From the perspective of the markets, the key player is Abu Dhabi.
The Dubai debt standstill story started on Wednesday, but didn't impact that fairly uneventful pre-holiday US trading day.
Government-owned Dubai World requested a six-month standstill while the Dubai Financial Support Fund attempts to restructure Dubai World.
Dubai World has approximately $60 billion in debt, and it has been reported that off-balance sheet exposures could potentially increase that by $20 billion.
When trading in Asia commenced, the reverberations started.
Financial markets focused on the exposures of banks here in the West, primarily in the UK and Europe.
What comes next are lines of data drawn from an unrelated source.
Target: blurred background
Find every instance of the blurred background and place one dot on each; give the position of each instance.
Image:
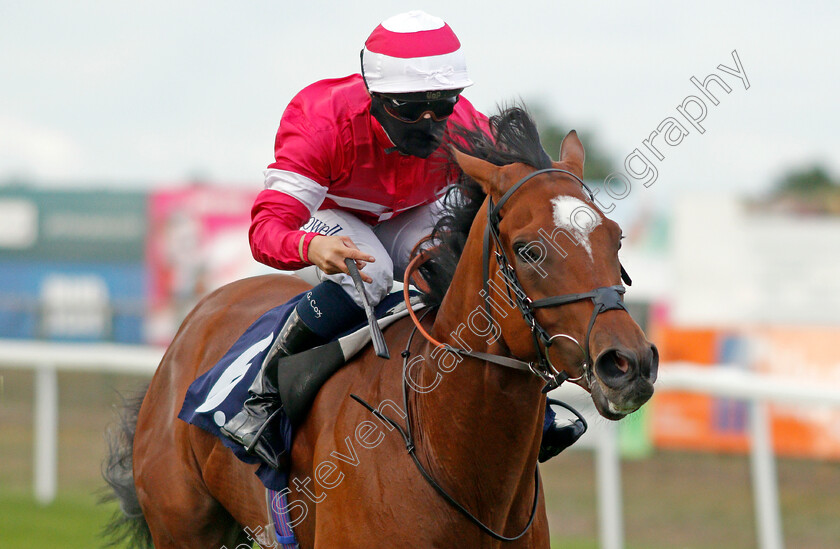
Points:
(132, 142)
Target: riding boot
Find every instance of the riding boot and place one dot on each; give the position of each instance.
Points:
(557, 438)
(250, 427)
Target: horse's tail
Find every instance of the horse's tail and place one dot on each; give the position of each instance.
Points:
(127, 525)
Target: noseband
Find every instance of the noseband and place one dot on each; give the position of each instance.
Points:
(604, 299)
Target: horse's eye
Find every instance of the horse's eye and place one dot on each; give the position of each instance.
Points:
(528, 253)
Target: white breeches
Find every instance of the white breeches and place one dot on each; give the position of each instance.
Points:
(390, 242)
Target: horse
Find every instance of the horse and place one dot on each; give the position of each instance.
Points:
(475, 424)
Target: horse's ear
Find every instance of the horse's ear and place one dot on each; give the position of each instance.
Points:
(486, 174)
(571, 152)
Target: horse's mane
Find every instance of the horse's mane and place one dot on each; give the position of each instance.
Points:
(513, 138)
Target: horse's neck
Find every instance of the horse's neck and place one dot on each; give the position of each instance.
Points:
(483, 417)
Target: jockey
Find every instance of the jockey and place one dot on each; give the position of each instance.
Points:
(354, 177)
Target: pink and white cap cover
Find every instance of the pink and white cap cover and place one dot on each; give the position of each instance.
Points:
(414, 52)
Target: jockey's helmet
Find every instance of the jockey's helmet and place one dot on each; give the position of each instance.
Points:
(414, 69)
(414, 52)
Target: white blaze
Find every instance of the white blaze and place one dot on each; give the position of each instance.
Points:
(575, 216)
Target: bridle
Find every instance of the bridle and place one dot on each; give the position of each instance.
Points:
(605, 299)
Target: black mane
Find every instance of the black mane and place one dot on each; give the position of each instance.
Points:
(514, 138)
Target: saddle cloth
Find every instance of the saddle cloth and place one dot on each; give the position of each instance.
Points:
(220, 392)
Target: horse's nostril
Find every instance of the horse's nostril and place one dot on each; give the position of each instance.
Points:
(622, 363)
(652, 369)
(614, 368)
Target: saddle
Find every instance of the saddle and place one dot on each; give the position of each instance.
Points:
(218, 394)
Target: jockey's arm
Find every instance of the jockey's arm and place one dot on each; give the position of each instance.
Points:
(277, 241)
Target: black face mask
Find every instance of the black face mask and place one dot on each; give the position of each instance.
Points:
(420, 138)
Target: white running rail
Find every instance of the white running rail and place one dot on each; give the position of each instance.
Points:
(46, 359)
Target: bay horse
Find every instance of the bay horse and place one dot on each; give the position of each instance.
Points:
(476, 424)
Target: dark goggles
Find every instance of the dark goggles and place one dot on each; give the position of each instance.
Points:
(412, 107)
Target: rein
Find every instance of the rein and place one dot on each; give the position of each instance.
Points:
(408, 439)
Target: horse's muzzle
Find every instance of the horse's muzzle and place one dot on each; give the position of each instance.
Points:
(624, 378)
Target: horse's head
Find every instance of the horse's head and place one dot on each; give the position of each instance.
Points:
(560, 258)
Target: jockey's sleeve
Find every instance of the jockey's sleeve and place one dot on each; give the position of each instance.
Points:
(275, 237)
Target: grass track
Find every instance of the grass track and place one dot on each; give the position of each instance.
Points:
(671, 500)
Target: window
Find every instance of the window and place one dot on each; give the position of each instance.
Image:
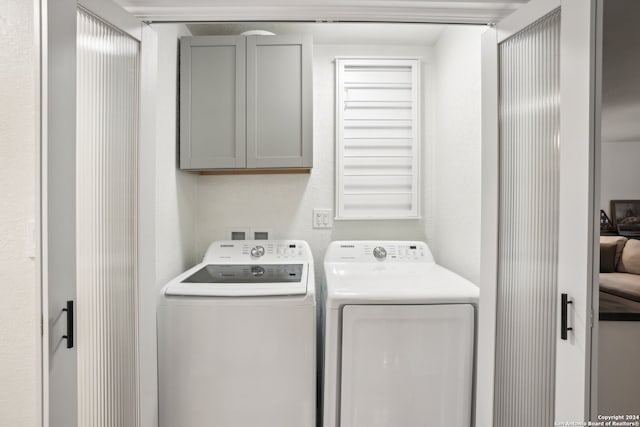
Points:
(377, 138)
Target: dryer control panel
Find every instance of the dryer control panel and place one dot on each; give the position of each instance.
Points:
(258, 251)
(380, 251)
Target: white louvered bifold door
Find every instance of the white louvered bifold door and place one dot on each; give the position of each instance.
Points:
(529, 115)
(377, 138)
(107, 194)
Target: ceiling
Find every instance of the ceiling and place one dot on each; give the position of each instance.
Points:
(451, 11)
(333, 33)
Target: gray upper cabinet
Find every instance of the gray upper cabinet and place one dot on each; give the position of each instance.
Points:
(246, 102)
(212, 102)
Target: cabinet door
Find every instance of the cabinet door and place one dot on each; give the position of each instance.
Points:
(212, 102)
(279, 102)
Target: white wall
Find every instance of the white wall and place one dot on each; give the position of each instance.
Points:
(284, 203)
(167, 215)
(618, 372)
(620, 173)
(18, 305)
(455, 163)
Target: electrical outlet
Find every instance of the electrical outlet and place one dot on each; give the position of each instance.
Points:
(238, 233)
(322, 218)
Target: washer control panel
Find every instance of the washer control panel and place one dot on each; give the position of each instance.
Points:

It's believed that European institutions have approximately $40 billion in exposure to Dubai, but for most of the individual banks, reporting is with respect to the United Arab Emirates as a whole.
HSBC comprises 15% of the Hang Sang Index and has $17 billion in loan exposure to the UAE, hence we have the reason for the aggressive selling in Asia. There's little doubt the uncertainty should have created some volatility.
As the situation has continued to develop, the crisis is akin to a family rivalry where the upstart youth has recklessly borrowed from his wealthy cousin and friends and spent the money even more recklessly. Now, the cousin is putting his foot down and telling his rambunctious relative that the free ride is over.
Other Western exposures to the UAE that have been reported are: Standard Chartered -- $7.8 billion; Barclays (BCS) -- $3.6 billion; RBS -- $2.2 billion; Citigroup (C) -- $1.9 billion; and BNP Paribas -- $1.8 billion.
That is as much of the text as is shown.